Icons of the Norwegian Coast
Fjords exist in several countries, but the Norwegian ones have a particular tendency to impress. The landscape surrounding these fjords stretches from fertile, green hillsides to spectacular, towering mountains with breathtaking waterfalls. In the valleys above the fjords, you sometimes find glaciers that open into rivers of green, glacial water that flows directly into the fjord.
Sognefjorden, for example, is a well-known Norwegian fjord. Not only is it the longest and deepest fjord in Norway, but it is in fact the second longest and deepest fjord on the entire planet. Its greatest depth is 1,308 metres, but at the mouth of the fjord, it’s only 150-200 metres deep.
Another is Nærøyfjord, one of the world’s narrowest fjords. In 2004, it was titled 'the world’s top unspoiled travel destination' by National Geographic, and it’s even inscribed on UNESCO’s World Heritage List together with the well-known Geirangerfjord.
There are many more fjords worthy of mention, enough to form several books. Hjørundford surrounded by the Sunnmøre Alps is a hidden gem, while Hardangerfjord is particularly attractive in spring, fringed by apple orchards in full blossom. We even love tiny fjords like Trollfjord up among the picturesque Lofoten Islands.
The creation of the Norwegian fjords is a story of powerful elements and forces in motion over a long period of time. The key to the creation of Norway’s fjord is the many glaciers that covered the country during glacial periods in the last 2.6 million years. The grinding of these huge masses of ice with meltwater worked together slowly and consistently over millennia, deepening valleys to finally create long, narrow inlets between the mountains eventually filled in by the sea.
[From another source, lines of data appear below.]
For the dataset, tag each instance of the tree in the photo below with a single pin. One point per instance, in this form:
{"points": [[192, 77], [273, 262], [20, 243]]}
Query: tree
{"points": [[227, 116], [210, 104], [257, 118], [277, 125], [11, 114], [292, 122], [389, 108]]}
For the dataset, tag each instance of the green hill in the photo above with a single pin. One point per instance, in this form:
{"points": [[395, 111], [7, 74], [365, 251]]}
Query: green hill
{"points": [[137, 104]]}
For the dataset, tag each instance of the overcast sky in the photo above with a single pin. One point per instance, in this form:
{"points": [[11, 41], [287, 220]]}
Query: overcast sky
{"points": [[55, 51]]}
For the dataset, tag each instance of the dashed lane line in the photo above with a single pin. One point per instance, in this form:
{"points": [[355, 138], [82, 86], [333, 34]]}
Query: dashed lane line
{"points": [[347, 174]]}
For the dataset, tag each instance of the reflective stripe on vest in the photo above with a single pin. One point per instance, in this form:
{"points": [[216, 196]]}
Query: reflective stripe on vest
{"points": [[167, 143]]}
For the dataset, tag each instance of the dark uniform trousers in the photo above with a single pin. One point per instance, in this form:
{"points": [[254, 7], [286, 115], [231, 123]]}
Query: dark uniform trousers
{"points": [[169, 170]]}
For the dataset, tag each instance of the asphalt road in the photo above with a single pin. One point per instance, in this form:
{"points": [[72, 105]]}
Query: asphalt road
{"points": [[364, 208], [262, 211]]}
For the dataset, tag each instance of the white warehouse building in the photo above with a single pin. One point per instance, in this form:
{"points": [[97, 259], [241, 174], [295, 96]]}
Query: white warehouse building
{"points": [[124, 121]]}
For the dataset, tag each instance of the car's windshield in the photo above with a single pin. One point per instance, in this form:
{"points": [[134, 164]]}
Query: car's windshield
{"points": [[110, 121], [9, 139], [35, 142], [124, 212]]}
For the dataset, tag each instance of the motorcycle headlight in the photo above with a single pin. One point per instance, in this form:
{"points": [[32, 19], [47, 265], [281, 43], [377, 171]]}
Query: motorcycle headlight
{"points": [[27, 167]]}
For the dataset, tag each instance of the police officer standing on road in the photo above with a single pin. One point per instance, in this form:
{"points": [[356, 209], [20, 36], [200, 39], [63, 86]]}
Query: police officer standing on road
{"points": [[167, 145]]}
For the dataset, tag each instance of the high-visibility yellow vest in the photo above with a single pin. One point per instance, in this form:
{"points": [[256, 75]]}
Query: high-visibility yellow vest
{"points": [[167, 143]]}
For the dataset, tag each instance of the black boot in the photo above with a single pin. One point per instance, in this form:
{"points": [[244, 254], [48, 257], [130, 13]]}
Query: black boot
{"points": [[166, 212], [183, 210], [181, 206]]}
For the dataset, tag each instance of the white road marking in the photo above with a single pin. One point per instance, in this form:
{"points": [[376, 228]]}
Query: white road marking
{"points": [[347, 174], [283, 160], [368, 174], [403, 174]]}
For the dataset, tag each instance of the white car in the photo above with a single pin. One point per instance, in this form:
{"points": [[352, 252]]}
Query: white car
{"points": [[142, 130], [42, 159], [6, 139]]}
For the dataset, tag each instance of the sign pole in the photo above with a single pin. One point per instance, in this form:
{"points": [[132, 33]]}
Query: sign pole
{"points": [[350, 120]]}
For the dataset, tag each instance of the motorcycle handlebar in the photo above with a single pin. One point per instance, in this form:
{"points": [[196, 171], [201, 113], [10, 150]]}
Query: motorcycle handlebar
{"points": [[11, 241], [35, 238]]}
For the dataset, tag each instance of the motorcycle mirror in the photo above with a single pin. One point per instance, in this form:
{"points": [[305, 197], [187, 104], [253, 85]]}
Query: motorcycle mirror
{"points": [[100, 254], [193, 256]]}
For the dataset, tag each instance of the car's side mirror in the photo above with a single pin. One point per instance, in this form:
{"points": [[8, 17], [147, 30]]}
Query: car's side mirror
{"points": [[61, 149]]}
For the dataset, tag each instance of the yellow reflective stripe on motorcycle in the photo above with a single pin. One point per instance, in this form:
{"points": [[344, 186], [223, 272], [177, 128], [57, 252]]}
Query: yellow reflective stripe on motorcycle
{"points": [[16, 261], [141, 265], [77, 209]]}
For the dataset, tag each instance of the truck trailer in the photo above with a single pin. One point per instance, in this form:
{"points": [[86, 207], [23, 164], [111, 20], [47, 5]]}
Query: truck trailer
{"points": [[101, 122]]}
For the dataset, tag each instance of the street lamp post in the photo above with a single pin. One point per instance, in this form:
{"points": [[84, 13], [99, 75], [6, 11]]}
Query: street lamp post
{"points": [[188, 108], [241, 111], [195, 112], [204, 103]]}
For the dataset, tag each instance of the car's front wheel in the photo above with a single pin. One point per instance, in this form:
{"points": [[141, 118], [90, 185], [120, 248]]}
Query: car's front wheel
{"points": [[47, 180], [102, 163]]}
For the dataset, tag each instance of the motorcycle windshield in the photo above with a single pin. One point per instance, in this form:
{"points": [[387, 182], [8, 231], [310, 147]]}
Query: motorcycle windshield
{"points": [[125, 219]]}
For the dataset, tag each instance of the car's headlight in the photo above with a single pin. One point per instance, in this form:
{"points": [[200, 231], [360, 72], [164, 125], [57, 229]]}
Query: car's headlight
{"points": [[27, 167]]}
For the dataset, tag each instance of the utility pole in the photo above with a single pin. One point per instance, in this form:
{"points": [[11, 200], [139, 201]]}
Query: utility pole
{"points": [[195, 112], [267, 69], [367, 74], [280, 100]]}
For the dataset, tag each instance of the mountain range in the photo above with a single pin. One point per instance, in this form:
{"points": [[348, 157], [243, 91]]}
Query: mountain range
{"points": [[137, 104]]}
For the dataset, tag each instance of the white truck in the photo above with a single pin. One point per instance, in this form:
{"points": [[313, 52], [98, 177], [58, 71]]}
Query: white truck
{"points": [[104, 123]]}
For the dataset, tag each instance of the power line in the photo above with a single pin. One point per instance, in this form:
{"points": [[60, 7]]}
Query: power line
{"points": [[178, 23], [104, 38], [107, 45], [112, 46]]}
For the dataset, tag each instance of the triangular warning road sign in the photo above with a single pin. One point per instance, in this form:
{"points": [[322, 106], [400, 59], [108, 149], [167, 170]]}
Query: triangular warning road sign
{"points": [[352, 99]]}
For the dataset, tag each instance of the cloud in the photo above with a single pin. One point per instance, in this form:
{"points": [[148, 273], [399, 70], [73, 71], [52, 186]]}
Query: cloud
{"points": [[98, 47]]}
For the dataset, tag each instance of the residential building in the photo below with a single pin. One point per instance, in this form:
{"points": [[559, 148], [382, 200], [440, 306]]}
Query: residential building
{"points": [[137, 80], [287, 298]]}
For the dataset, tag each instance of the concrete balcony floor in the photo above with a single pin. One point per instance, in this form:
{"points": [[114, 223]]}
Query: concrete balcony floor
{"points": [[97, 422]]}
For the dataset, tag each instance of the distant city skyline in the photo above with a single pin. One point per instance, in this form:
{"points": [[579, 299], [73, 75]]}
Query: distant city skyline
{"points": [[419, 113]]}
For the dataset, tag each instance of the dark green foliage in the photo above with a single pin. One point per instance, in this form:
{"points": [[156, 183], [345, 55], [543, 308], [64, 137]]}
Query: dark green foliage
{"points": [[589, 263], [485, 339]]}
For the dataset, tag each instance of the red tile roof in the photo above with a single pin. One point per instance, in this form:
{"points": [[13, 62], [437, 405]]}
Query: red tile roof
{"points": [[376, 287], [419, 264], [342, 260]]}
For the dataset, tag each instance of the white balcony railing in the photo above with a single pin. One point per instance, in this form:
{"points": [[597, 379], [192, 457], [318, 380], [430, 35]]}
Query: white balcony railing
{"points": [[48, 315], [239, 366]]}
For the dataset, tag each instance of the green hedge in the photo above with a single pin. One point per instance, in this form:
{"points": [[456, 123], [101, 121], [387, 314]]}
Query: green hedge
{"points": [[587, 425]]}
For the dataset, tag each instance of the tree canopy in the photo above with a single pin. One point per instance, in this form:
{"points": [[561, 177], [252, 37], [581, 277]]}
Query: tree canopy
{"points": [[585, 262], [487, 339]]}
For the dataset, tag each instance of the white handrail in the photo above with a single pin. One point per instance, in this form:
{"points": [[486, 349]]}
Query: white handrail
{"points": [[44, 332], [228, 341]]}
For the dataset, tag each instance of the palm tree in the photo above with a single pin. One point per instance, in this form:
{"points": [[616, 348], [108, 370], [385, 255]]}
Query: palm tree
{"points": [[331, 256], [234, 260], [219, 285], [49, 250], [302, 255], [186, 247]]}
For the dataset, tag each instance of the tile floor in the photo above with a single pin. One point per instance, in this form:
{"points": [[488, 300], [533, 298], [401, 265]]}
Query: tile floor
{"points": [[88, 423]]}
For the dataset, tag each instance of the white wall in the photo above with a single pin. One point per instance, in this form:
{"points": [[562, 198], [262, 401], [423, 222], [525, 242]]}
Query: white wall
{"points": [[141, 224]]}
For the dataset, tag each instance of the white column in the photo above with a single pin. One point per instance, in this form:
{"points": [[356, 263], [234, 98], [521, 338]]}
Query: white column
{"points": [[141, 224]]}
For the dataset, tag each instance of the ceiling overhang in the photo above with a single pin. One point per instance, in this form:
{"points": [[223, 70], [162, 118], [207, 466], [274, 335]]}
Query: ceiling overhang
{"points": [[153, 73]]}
The sea is also an important factor in the formation of the fjords. When the sea meets a glacier arm, a slow meltdown begins. Ice, meltwater, sand and rocks course into the ground, even deeper than sea level, using the immense pressure from the elements to push down and forward. Because of this, fjords are often deeper than the ocean surrounding them.
Fjord estuaries are often shallower than the fjords themselves, and this is typically where the gravel and sand end up and form an embankment. The embankment lies there as a clear reminder of the powerful forces that once created this magnificent landscape.